Remembering Jurgen Klopp's first ever game as a manager

Tom Gott
Jurgen Klopp's first win as a manager came on February 28, 2001
Jurgen Klopp's first win as a manager came on February 28, 2001 / Stuart Franklin/Getty Images

As a player, Jurgen Klopp wasn't anything particularly special.

He spent most of his career as a striker in Germany's lower divisions, turning out for Mainz for 11 years between 1990 and 2001 and firing home 56 goals in 340 appearances (some of which were spent as a defender). It wasn't particularly mind-blowing, but it was still enough to make him Mainz's record goalscorer.

February 2001 was a rough month for Klopp. Now an ageing defender, he found himself injured and forced to watch his team struggle from the sidelines. Manager Eckhard Krautzun was given the sack on 27 February, and given Klopp had nothing else to do, he was put in temporary charge of the team.

It was quite a surprising decision to see a player put in charge, but everyone at Mainz knew that Klopp had the mind for the job. Even he knew it.

“I never succeeded in bringing to the field what was going on in my brain,” he said (via Liverpool's official website). “I had the talent for the fifth division, and the mind for the Bundesliga. The result was a career in the second division.”

He didn't get a lot of time to prepare for his first taste of management. Just 24 hours later, on 28 February 2001, Klopp was leading his Mainz side out against Duisburg for his first ever game as a manager.

Klopp was tasked with replicating the tactical style of club great Wolfgang Frank - something that had overwhelmed two previous bosses. He needed to re-instate a 4-4-2 and do away with the idea of the old school sweeper defender, and he rose to the challenge.

He took his underdogs and managed to inspire them to a shock victory, relying largely on his ability to implement a tactical style which most could not comprehend at the time. The idea of playing a flat four-man defence was so alien that it had cost two Mainz bosses their jobs, but for Klopp, getting his head around it was light work.

Never one to shy away from a challenge, Klopp felt there was a chance to prove his superior intellect. His arrogance was not misguided as everyone around him had faith in his abilities to shine.

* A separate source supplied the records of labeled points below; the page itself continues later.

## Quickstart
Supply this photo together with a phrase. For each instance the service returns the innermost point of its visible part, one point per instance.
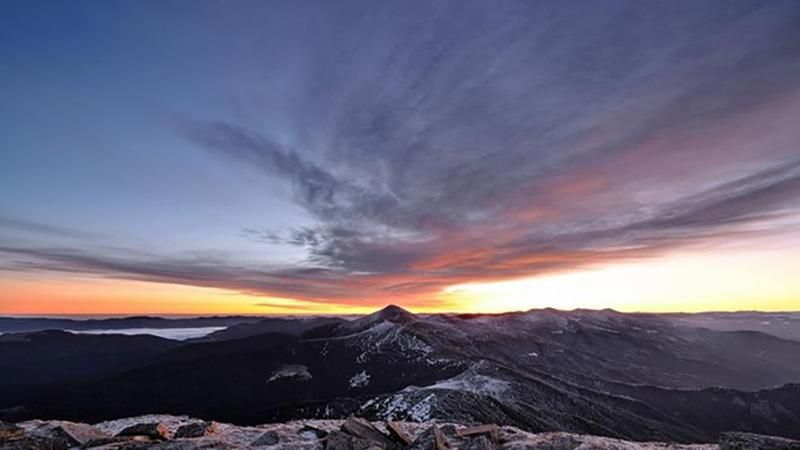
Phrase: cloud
(448, 142)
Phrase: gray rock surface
(750, 441)
(160, 432)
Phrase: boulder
(268, 438)
(52, 436)
(480, 443)
(751, 441)
(9, 430)
(339, 440)
(491, 431)
(360, 428)
(309, 432)
(430, 439)
(152, 430)
(195, 429)
(397, 433)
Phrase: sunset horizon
(275, 160)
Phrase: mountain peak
(394, 313)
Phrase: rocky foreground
(184, 433)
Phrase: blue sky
(358, 151)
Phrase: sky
(251, 157)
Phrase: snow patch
(360, 379)
(291, 371)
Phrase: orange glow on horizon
(685, 282)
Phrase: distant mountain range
(664, 377)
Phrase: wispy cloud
(451, 142)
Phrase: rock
(360, 428)
(430, 439)
(35, 442)
(268, 438)
(339, 440)
(492, 431)
(9, 430)
(153, 430)
(81, 432)
(195, 429)
(751, 441)
(56, 435)
(309, 432)
(439, 439)
(105, 441)
(397, 433)
(480, 443)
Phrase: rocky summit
(167, 432)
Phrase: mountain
(158, 432)
(629, 376)
(269, 325)
(29, 324)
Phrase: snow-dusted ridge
(320, 435)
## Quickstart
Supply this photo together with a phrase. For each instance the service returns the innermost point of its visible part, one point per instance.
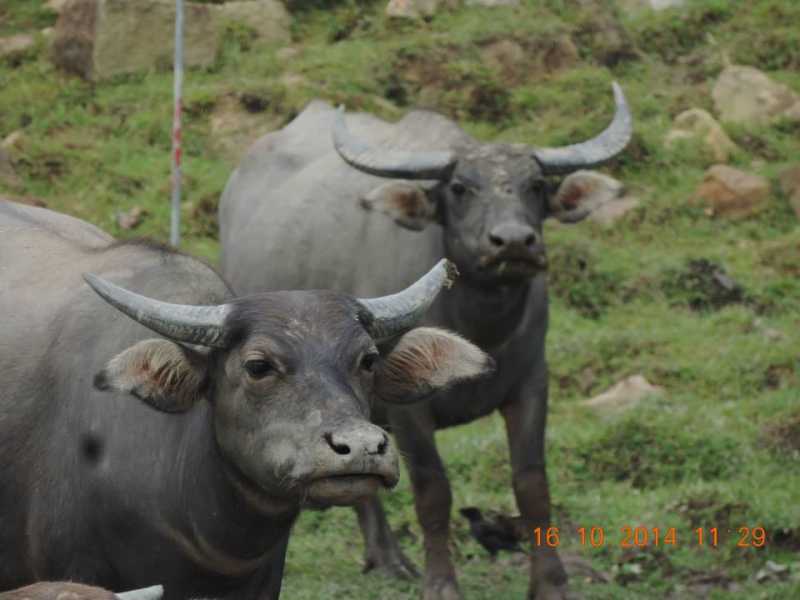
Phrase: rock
(771, 572)
(29, 200)
(634, 5)
(234, 128)
(516, 61)
(492, 3)
(612, 211)
(8, 176)
(562, 54)
(97, 39)
(13, 141)
(577, 567)
(698, 124)
(747, 95)
(412, 9)
(790, 186)
(604, 36)
(267, 18)
(603, 188)
(626, 394)
(16, 46)
(56, 5)
(730, 192)
(287, 53)
(507, 58)
(132, 218)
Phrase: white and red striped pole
(175, 221)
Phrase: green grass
(719, 449)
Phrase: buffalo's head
(290, 377)
(491, 199)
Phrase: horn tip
(451, 273)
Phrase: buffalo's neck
(222, 527)
(487, 315)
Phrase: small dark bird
(495, 535)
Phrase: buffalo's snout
(358, 441)
(351, 460)
(513, 234)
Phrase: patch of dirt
(636, 563)
(702, 585)
(574, 277)
(703, 285)
(787, 538)
(783, 257)
(710, 511)
(780, 376)
(782, 433)
(203, 216)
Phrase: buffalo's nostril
(383, 445)
(336, 447)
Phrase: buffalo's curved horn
(154, 592)
(595, 151)
(389, 316)
(394, 164)
(202, 325)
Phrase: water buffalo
(333, 220)
(128, 459)
(66, 590)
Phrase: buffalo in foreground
(362, 211)
(128, 459)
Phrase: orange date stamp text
(641, 537)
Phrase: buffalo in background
(363, 212)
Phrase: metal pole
(175, 221)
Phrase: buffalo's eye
(458, 188)
(259, 368)
(538, 187)
(368, 361)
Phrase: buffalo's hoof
(441, 589)
(392, 563)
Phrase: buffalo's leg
(414, 429)
(525, 419)
(382, 551)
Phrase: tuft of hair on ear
(428, 360)
(159, 372)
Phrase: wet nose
(512, 234)
(357, 441)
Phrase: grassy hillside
(719, 449)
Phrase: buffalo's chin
(343, 490)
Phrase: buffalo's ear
(163, 374)
(427, 360)
(410, 205)
(582, 192)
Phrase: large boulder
(747, 95)
(698, 124)
(732, 193)
(97, 39)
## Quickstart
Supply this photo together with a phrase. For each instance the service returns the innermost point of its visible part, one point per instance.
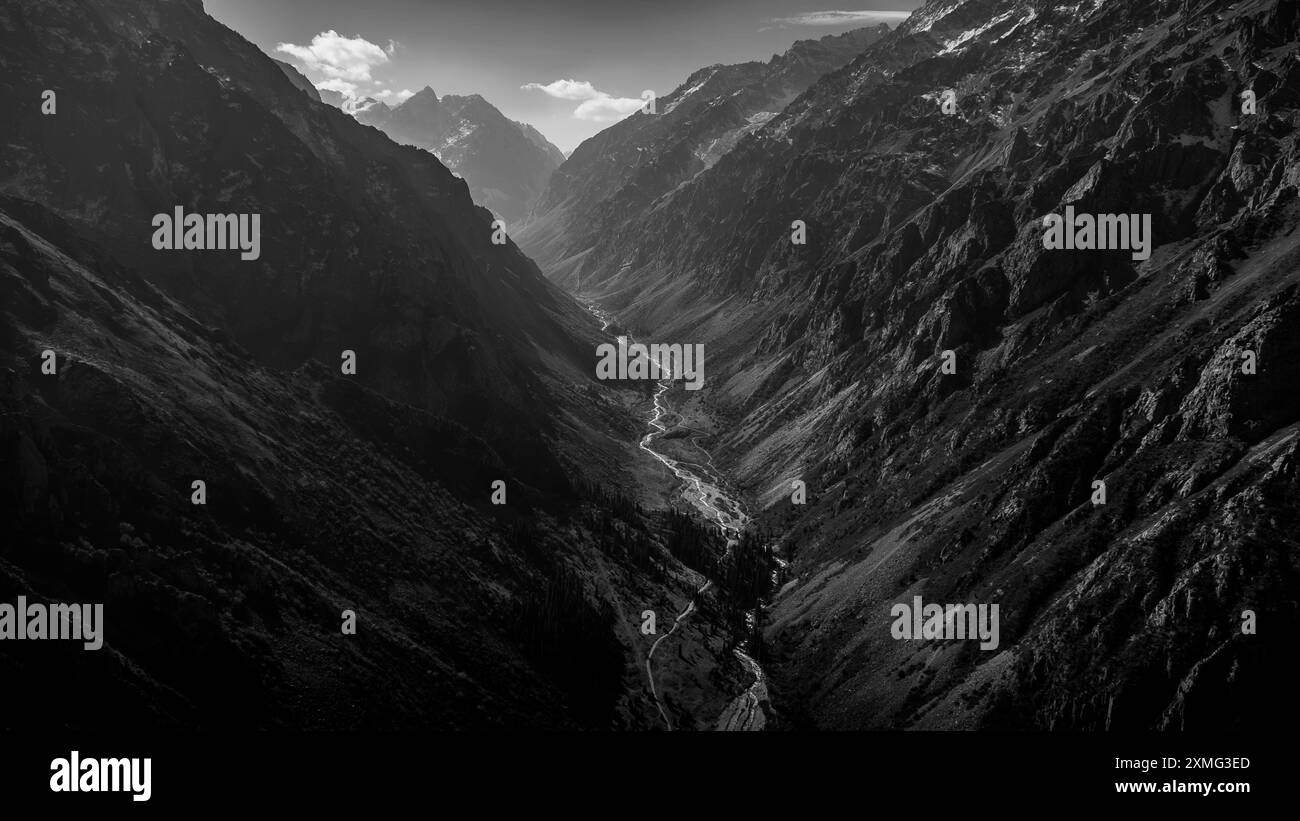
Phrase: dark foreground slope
(325, 491)
(924, 235)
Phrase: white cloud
(594, 105)
(606, 109)
(843, 18)
(567, 90)
(339, 57)
(342, 86)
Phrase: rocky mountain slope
(924, 234)
(324, 491)
(620, 172)
(506, 163)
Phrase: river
(702, 486)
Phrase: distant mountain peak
(424, 95)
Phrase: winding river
(702, 487)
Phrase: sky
(568, 68)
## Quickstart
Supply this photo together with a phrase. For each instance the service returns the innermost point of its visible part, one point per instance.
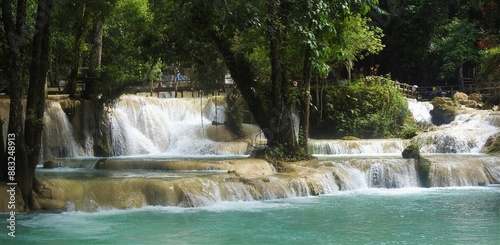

After just a handful of training sessions, Klopp had the entire disillusioned squad on his side, and they played like the unit they were supposed to be as they picked up a surprising 1-0 victory which gave them a glimmer of hope in a relegation battle.

It was widely accepted that this Mainz side weren't particularly good. After all, they had been locked in a relegation battle for a reason. However, what set them apart was their energy and tactical superiority.

Mainz secured five wins and a draw over the next six games, doing away with any manager who felt they could go toe-to-toe with Klopp and effectively sealing their survival in the second tier of German football.

The rest, as they say, is history.

While he may have entered management playing someone else's football, Klopp soon took Frank's 4-4-2 and turned it into his own 4-3-3. He was given the trust of both the Mainz squad and board, all of whom had already seen enough to know that this guy knew what he was talking about.

Klopp soon grew into a world-beater
Klopp soon grew into a world-beater / PATRIK STOLLARZ/Getty Images

It was a brilliance which soon earned Mainz a spot in the German top tier, and as Klopp's reputation grew, so did his trophy cabinet.

Two Bundesliga titles with Borussia Dortmund weren't too far away, and things went one step further when he managed to turn Liverpool into European champions in 2019. His pedigree is firmly established, and the signs of a bright future were clear to see in that 1-0 win over Duisburg.